The single bullaun lies in the centre of a large, flat-topped earthfast boulder that measures at least 1.5m across. I can't say how big it is exactly because I could not find any of the edges. This is due to the density of the undergrowth that surrounds and threatens to bury the slab, the upper surface of which is at ground level. The 15cm diameter bullaun is not hemi-spherical, but very uneven.
It's a tricky one to find, but it is really great to know it is still there. Finding it has made my month and we're not even half way through it!
The original purpose of bullan stones is not really known, but they have an undisputable association with water and Brigid worship. A 'bullaun' is a deep hemispherical cup hollowed out of a rock. Bullaun Stone refers to the rock itself, which can have many bullauns in it, although many are single.
It is generally thought that they date from the Bronze Age, but I personally believe there is a much old provenance to them and that there is a relationship to prehistoric rock art, for a good example of this see Glassamucky Mountain (County Dublin).
Ritual use of some bullaun stones has continued well into the Christian period and many are found in association with early churches (The Deer Stone (Glendalough D) (County Wicklow) is just one of many at Glendalough (County Wicklow)) and holy wells. Their presence at so many early Christian sites, to me, places them as being of massive importance to the pre-Christian inhabitants of Ireland and something the church was very eager to assimilate.
The beautiful example at St Brigit's Stone (County Cavan) still has its 'cure' or 'curse' stones. These would be used to by a visitor turning them whilst praying for (or cursing) someboby.
Follow the directions to Rathmichael church and round tower and park at the church. Walk back down the track to the gateway on the left. On the corner of this entrance furthest from the church is a large tree. The bullaun stone is in the hhedge directly opposite this tree, just 1.5m from the edge of the track. Good luck!
This is an explanation of (and a bit of a disclaimer for) the coordinates I provide.
Where a GPS figure is given this is the master for all other coordinates. According to my Garmin these are quite accurate.
Where there is no GPS figure the 6 figure grid reference is master for the others. This may not be very accurate as it could have come from the OS maps and could have been read by eye. Consequently, all other cordinates are going to have inaccuracies.

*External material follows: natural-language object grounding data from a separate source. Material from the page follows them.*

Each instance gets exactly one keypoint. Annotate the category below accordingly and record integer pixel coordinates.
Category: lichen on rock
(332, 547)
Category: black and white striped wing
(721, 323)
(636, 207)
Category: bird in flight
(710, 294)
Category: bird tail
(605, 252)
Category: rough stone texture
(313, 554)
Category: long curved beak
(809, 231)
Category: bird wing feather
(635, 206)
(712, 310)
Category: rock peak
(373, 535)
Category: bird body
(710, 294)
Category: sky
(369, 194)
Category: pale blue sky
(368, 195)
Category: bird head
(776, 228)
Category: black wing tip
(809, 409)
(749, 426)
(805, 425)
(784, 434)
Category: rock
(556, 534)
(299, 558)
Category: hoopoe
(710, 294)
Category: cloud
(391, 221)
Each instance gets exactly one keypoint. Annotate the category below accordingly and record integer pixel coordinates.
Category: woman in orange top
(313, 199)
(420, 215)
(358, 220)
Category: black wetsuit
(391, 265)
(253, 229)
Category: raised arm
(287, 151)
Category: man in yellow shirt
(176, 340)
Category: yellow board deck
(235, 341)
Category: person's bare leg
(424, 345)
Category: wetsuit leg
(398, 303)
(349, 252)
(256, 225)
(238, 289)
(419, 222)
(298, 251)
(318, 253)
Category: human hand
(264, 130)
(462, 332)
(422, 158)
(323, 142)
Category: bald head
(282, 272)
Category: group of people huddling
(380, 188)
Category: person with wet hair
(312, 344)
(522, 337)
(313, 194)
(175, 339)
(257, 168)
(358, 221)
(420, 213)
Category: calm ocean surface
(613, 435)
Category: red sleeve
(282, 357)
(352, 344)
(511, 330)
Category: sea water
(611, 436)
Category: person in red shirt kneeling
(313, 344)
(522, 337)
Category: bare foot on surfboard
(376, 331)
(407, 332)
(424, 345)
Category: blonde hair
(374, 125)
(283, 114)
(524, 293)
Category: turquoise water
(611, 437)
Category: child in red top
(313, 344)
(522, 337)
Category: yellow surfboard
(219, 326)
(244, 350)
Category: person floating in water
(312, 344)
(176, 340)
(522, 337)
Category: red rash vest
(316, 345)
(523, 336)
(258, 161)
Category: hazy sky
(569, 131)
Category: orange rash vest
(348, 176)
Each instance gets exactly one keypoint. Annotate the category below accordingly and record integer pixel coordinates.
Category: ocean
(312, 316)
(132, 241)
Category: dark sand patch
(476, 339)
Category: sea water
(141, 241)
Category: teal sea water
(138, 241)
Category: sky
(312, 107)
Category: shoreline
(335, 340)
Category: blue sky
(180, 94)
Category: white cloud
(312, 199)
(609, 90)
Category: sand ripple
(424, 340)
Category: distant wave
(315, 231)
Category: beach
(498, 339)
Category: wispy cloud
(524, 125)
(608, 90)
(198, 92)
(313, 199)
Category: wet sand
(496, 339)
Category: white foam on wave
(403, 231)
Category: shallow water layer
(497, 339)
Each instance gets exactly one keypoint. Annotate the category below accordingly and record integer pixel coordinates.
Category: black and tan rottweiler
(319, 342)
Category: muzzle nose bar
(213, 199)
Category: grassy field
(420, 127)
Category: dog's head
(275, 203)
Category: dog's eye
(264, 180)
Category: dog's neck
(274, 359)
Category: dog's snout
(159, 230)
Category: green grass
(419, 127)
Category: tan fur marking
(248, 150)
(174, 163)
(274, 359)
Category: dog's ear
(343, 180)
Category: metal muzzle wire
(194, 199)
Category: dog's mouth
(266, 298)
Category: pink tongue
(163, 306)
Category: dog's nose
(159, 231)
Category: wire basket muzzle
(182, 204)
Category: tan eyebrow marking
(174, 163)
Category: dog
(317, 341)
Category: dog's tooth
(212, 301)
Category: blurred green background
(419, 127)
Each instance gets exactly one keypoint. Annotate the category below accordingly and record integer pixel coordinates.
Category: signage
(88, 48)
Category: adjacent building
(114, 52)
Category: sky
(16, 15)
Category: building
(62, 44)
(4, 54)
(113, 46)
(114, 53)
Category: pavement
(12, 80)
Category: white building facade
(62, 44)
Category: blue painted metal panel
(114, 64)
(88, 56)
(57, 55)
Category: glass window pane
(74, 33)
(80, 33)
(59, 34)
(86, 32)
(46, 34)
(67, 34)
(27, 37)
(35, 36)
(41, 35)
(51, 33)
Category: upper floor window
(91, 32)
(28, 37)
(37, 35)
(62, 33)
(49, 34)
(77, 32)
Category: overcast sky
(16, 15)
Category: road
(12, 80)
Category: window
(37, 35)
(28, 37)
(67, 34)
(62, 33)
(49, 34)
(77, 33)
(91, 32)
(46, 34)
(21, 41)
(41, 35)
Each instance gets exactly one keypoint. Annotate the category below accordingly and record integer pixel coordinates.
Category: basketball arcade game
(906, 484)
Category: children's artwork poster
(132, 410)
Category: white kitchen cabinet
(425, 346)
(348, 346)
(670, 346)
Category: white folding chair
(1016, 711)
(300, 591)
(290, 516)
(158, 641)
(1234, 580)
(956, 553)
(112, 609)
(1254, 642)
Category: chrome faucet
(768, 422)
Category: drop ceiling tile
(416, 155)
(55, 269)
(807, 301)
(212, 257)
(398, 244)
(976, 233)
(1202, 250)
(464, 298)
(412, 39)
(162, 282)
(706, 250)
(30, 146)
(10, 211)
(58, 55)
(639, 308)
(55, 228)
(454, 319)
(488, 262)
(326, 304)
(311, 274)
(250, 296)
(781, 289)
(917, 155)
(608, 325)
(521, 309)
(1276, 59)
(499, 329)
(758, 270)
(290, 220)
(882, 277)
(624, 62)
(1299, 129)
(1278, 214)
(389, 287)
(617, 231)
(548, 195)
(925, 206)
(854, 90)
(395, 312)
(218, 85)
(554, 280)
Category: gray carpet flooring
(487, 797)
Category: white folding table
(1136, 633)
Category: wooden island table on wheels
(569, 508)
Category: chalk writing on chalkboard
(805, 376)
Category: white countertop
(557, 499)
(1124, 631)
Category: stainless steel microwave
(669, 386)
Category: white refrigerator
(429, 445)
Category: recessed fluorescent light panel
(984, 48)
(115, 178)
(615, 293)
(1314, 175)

The calculation of Longitude and Latitude uses an algorithm that is not 100% accurate. The long/lat figures are used as a basis for calculating the UTM & ITM coordinates. Consequently, UTM & ITM coordinates are slightly out.
UTM is a global coordinate system - Universal Transverse Mercator - that is at the core of the GPS system.
ITM is the new coordinate system - Irish Transverse Mercator - that is more accurate and more GPS friendly than the Irish Grid Reference system. This will be used on the next generation of Irish OS maps.